WASHINGTON — California's high-speed rail plan will receive up to $624 million in additional federal funds, Transportation Department officials announced Thursday.
The new funding adds to the $715 million in federal funds previously awarded to California. It arrives courtesy of Ohio and Wisconsin, two states where recently elected Republican governors decided not to accept their own allotment of high-speed rail dollars.
"I am pleased that so many other states are enthusiastic about the additional support they are receiving to help bring America's high-speed rail network to life," Transportation Secretary Ray LaHood declared in a written statement.
LaHood's redistribution of an additional $1.195 billion in high-speed rail funding provoked cheers among lawmakers who had been lobbying for a bigger slice, but regret among some Midwesterners who saw their own money slip away.
California is one of 12 states that will receive a piece of the redirected funds.
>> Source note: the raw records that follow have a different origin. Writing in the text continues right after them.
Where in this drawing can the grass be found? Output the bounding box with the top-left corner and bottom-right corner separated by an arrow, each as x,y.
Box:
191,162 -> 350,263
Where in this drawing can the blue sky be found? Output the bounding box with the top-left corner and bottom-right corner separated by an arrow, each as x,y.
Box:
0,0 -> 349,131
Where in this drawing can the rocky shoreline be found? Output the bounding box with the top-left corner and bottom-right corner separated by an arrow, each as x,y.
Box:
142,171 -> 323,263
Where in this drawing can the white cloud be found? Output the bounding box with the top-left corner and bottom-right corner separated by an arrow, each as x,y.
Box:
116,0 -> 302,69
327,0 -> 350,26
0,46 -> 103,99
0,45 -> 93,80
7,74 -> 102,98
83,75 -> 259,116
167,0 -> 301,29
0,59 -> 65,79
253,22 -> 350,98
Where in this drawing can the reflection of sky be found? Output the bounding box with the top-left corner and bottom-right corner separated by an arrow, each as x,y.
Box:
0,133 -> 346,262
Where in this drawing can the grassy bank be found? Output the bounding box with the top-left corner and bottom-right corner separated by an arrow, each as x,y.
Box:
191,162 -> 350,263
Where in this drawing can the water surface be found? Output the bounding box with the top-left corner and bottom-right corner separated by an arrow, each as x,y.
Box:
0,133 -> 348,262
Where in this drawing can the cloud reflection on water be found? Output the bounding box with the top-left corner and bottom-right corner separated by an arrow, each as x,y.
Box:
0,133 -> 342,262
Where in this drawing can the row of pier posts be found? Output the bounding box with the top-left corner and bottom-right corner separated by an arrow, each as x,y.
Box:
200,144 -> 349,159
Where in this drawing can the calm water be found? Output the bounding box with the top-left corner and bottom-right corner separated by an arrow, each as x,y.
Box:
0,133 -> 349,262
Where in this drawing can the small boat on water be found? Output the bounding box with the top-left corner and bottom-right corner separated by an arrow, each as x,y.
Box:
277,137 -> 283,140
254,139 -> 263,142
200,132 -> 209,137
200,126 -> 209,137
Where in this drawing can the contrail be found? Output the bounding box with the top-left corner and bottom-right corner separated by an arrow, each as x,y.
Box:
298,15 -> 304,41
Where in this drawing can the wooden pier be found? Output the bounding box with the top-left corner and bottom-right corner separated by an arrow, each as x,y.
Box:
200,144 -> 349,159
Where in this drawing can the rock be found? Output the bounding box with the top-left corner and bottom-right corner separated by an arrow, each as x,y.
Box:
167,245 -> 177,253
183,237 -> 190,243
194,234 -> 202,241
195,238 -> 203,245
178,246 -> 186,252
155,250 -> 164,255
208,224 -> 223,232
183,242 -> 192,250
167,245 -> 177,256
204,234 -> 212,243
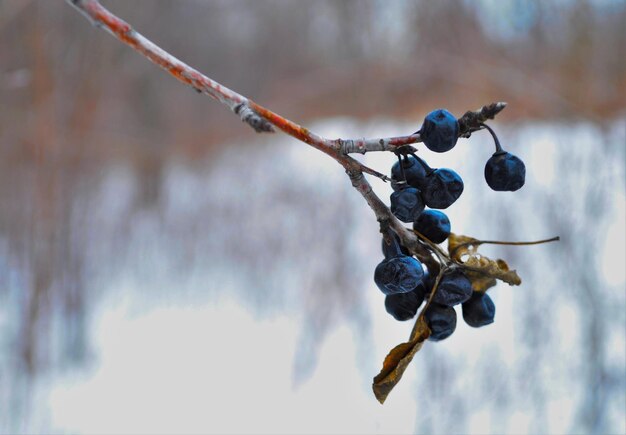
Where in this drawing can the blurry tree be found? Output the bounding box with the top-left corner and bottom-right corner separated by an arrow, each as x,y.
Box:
0,0 -> 624,431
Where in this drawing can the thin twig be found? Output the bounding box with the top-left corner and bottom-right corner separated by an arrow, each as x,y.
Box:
475,236 -> 560,246
337,102 -> 508,154
337,133 -> 421,155
65,0 -> 389,182
450,236 -> 560,259
66,0 -> 506,177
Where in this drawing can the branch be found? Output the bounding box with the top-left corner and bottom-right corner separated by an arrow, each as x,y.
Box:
338,133 -> 422,155
458,102 -> 508,137
67,0 -> 394,182
66,0 -> 506,175
338,102 -> 508,154
66,0 -> 270,131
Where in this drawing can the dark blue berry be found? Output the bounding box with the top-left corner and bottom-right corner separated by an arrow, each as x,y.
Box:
391,155 -> 428,191
390,187 -> 425,223
425,303 -> 457,341
420,109 -> 459,153
419,272 -> 435,295
421,168 -> 464,209
462,292 -> 496,327
374,256 -> 425,295
484,151 -> 526,191
415,268 -> 433,295
433,269 -> 473,306
385,289 -> 425,321
413,210 -> 451,244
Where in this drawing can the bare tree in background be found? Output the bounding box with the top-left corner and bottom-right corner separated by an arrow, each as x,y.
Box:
0,0 -> 624,432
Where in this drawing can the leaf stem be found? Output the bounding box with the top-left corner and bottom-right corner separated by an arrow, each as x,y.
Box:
410,266 -> 446,341
412,229 -> 451,263
471,236 -> 560,247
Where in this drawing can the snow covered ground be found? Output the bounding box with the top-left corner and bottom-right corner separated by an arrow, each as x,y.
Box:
4,118 -> 625,434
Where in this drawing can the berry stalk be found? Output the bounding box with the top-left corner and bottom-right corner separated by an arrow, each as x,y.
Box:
481,123 -> 505,154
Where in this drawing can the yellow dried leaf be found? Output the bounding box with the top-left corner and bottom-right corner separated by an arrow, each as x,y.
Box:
447,233 -> 522,287
372,316 -> 430,404
464,255 -> 521,286
466,272 -> 497,293
447,233 -> 480,260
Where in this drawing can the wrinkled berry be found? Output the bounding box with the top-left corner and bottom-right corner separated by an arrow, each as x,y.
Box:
420,109 -> 459,153
374,256 -> 425,295
421,168 -> 464,209
390,187 -> 425,223
484,151 -> 526,191
462,292 -> 496,327
391,155 -> 428,191
413,210 -> 451,244
385,289 -> 425,321
425,303 -> 457,341
433,269 -> 473,306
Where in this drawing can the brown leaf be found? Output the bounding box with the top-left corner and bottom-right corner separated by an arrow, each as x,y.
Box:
463,255 -> 521,286
447,233 -> 480,261
372,316 -> 430,404
447,233 -> 522,287
466,273 -> 497,293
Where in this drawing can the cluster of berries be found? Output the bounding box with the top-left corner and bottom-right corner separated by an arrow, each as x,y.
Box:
375,109 -> 525,340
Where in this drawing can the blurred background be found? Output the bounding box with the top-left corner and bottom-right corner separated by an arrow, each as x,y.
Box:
0,0 -> 625,433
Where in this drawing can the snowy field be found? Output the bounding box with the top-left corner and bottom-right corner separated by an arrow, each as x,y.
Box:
3,119 -> 625,434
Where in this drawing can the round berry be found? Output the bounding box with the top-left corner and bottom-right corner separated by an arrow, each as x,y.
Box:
390,187 -> 425,223
420,109 -> 459,153
391,155 -> 428,191
425,303 -> 457,341
385,289 -> 425,321
413,210 -> 451,244
433,269 -> 473,306
374,256 -> 425,295
462,292 -> 496,327
484,151 -> 526,191
421,168 -> 464,209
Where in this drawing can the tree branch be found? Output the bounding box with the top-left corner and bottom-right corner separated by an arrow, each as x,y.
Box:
66,0 -> 510,250
67,0 -> 397,182
337,102 -> 508,155
338,133 -> 421,155
66,0 -> 506,172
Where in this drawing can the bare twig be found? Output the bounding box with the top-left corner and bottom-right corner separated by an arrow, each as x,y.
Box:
449,235 -> 560,259
458,102 -> 507,137
65,0 -> 391,182
337,102 -> 508,154
338,133 -> 422,155
66,0 -> 506,187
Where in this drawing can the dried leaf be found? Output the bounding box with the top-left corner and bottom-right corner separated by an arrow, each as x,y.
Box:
466,273 -> 497,293
447,233 -> 522,287
447,233 -> 480,261
463,255 -> 521,286
372,316 -> 430,404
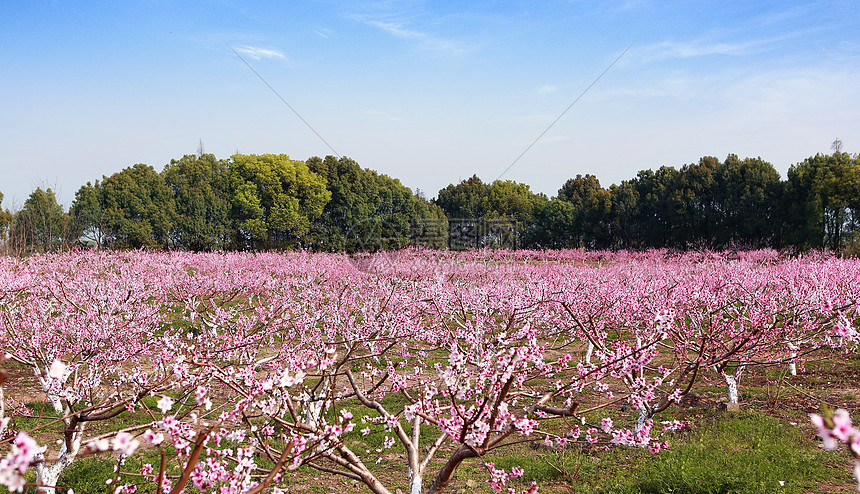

Florida, the next biggest beneficiary will get $300 million.
California's two Democratic senators, Dianne Feinstein and Barbara Boxer, had both urged LaHood last month to provide additional funding once it became clear Ohio and Wisconsin would forgo their potential share.
"No other state is as ready, as able, or as determined to develop a high-speed rail system in the near future," Feinstein stated.
Boxer added that the new funding is "great news for California, which has made a strong commitment to high-speed rail and the jobs it creates."
Transportation Department and state officials are still negotiating their grant agreements, which will spell out details of the funding including the final amounts.